派手な映像よりも地道なインタビューを土台に据える。分断をつなぐため、立場の異なる相手にも敬意を持って取材に臨む。「バッシング 陰謀論と情報戦」の撮影でデマブログの運営を手伝った男性に話を聞く(撮影/小黒冴夏)
派手な映像よりも地道なインタビューを土台に据える。分断をつなぐため、立場の異なる相手にも敬意を持って取材に臨む。「バッシング 陰謀論と情報戦」の撮影でデマブログの運営を手伝った男性に話を聞く(撮影/小黒冴夏)

■沖縄の記者に励まされ秀作を量産していく

 この頃、MBSを退職して関西大学の教授になっていた報道局OBの里見繁は斉加から電話をもらっている。
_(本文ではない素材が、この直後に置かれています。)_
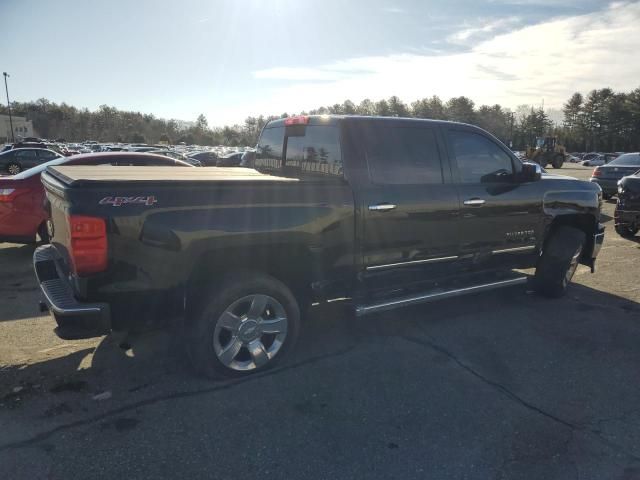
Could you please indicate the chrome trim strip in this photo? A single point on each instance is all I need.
(382, 207)
(412, 262)
(516, 249)
(366, 309)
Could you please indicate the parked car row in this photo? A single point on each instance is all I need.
(14, 158)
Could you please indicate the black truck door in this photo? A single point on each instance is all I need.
(501, 217)
(408, 206)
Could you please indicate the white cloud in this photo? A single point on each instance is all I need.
(546, 61)
(483, 29)
(394, 10)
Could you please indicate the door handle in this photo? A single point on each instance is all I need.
(474, 202)
(382, 207)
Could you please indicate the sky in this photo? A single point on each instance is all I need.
(229, 59)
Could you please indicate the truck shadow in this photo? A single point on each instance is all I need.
(135, 362)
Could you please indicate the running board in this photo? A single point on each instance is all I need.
(439, 295)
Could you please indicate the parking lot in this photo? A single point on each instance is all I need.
(497, 385)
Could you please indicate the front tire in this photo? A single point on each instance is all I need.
(246, 325)
(559, 262)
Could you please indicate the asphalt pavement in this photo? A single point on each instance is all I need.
(500, 385)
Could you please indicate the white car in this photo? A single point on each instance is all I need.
(599, 160)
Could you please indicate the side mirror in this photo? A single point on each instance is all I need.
(531, 172)
(248, 159)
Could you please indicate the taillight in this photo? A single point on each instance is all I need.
(88, 244)
(299, 120)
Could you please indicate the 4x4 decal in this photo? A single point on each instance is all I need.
(119, 201)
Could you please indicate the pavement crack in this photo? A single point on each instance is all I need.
(498, 386)
(171, 396)
(598, 435)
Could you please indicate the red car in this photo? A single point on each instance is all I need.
(22, 206)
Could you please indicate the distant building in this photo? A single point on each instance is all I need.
(22, 128)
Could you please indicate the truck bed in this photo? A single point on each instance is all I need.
(79, 174)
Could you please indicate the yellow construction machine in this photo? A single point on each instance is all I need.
(547, 151)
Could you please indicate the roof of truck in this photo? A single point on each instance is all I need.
(332, 119)
(107, 173)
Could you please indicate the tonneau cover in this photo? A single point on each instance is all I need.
(73, 174)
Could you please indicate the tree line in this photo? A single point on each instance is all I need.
(603, 120)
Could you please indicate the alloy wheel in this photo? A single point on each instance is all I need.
(250, 332)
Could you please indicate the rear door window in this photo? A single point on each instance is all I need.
(314, 153)
(399, 155)
(479, 159)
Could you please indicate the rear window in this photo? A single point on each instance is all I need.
(632, 159)
(314, 155)
(312, 152)
(269, 151)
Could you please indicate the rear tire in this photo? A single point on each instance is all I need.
(559, 262)
(246, 324)
(626, 231)
(13, 168)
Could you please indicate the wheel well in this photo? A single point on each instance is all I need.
(581, 221)
(289, 264)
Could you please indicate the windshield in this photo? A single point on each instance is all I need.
(630, 159)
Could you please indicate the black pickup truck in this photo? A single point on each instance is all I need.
(382, 212)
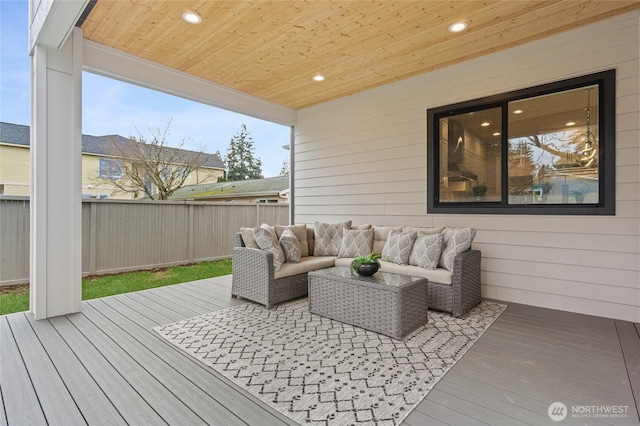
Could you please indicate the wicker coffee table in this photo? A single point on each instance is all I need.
(386, 303)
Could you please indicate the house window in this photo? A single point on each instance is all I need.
(109, 169)
(544, 150)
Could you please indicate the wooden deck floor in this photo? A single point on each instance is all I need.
(106, 366)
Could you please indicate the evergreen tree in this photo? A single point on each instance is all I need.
(242, 163)
(285, 169)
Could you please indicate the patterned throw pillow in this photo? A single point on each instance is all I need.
(426, 251)
(328, 238)
(456, 241)
(290, 246)
(300, 231)
(356, 243)
(266, 239)
(398, 247)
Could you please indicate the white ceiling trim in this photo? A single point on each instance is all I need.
(51, 21)
(112, 63)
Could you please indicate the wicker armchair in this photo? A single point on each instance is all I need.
(465, 289)
(253, 278)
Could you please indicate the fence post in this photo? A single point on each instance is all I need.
(190, 234)
(93, 230)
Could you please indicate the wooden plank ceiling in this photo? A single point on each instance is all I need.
(272, 49)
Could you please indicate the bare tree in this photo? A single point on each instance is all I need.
(149, 166)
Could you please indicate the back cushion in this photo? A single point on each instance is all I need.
(380, 234)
「大学に会いに来て、会見のことを話すので、あれはよく市長に当てたな、会社に戻ったら、報道のフロアは拍手喝采(かっさい)だったろう、と言ったら、その逆だったようで、僕も驚きました」

 あの当時の斉加は報道局でも白い目で見られていたと思う、と里見は言った。本人は「悔しいという感情ではなかったです。それよりも自分が信じていたテレビ報道が知らない間に変質してしまったのだという感慨の方が大きかった」。

 組織の空気が変わりつつあるのを感じていたが、斉加は以降、反論も愚痴も一切出さず、粛々と大阪の教育現場の取材を続けていった。この間もずっとネット上では、反日記者、不勉強でとんちんかんなMBSの女性記者という一方的な言説が流通していた。15年に月イチのドキュメンタリー番組「映像」シリーズのレギュラーディレクターに就くと、最初の作品「なぜペンをとるのか~沖縄の新聞記者たち~」の撮影のために那覇に飛んだ。沖縄の2紙は左翼に偏向しているという中傷が絶えずぶつけられていた。斉加はメディアにとっての中立とは何かを探るために密着取材を試み、そこで沖縄タイムス編集局長(当時)の武富和彦からこんな言葉をもらう。

「一方に絶対的な権力を持っている権力者がいるわけですよ。一方には基本的人権すら守られていない人びとがいる。力の不均衡がある以上は弱いものの声を代弁することこそメディアのあるべき姿だというふうに思っています」

 沖縄では、大阪とまったく逆の現象が起こった。名刺を差し出した琉球新報の報道本部長が「ああ、あの斉加さん!」と感極まった声をあげたのだ。橋下への取材を失礼と捉えるどころか、リスペクトの目で見られていた。自らの手でわが子を手にかけることさえ強いられた沖縄戦を生き抜いた高齢者たちから取材を学んだという沖縄の新聞記者たちには、中央の記者が手放しかけていたジャーナリズムのマインドが満ち溢(あふ)れていた。沖縄に励まされるように、斉加は秀作を量産していく。

「沖縄 さまよう木霊」では、MXテレビの番組「ニュース女子」にまであふれ出た沖縄基地反対運動に対するデマの出どころを突き止める。取材中から、デマの発信者にネット上で攻撃にさらされるが、毅然と同業他社を正面から批判した。あとを追うようにBPO(放送倫理・番組向上機構)がMXの同番組に「重大な放送倫理違反があった」と認定した。調査報道の面目躍如だった。

 そして17年7月にテレビ版の「教育と愛国」を作り上げる。5年後の映画化の大ヒットも含め、橋下からの面罵への回答を作品できっちりと示したかたちになった。里見に「あの囲み取材のときに記者たちがいっせいに市長に質問を投げかけていたら、こういう映画を作らずに済んだのではないですか」と尋ねると、「そうかもしれませんね。斉加は常に作品を通じて机を叩(たた)いて訴えているんですよ。私たちはテレビ局の中で守られているけど、こんなに危ない社会の状況下でぼっとしていていいのかと」。

 年をまたいだ18年、斉加は自らの身をさらすかたちで「バッシング~その発信源の背後に何が~」を制作する。何の瑕疵(かし)も無くただ朝鮮学校への補助金交付などを求めた弁護士たちに対して13万件もの懲戒請求がなされるという異常な事態が起きるが、そのきっかけが、ヘイトブログのデマであったことをあぶり出した。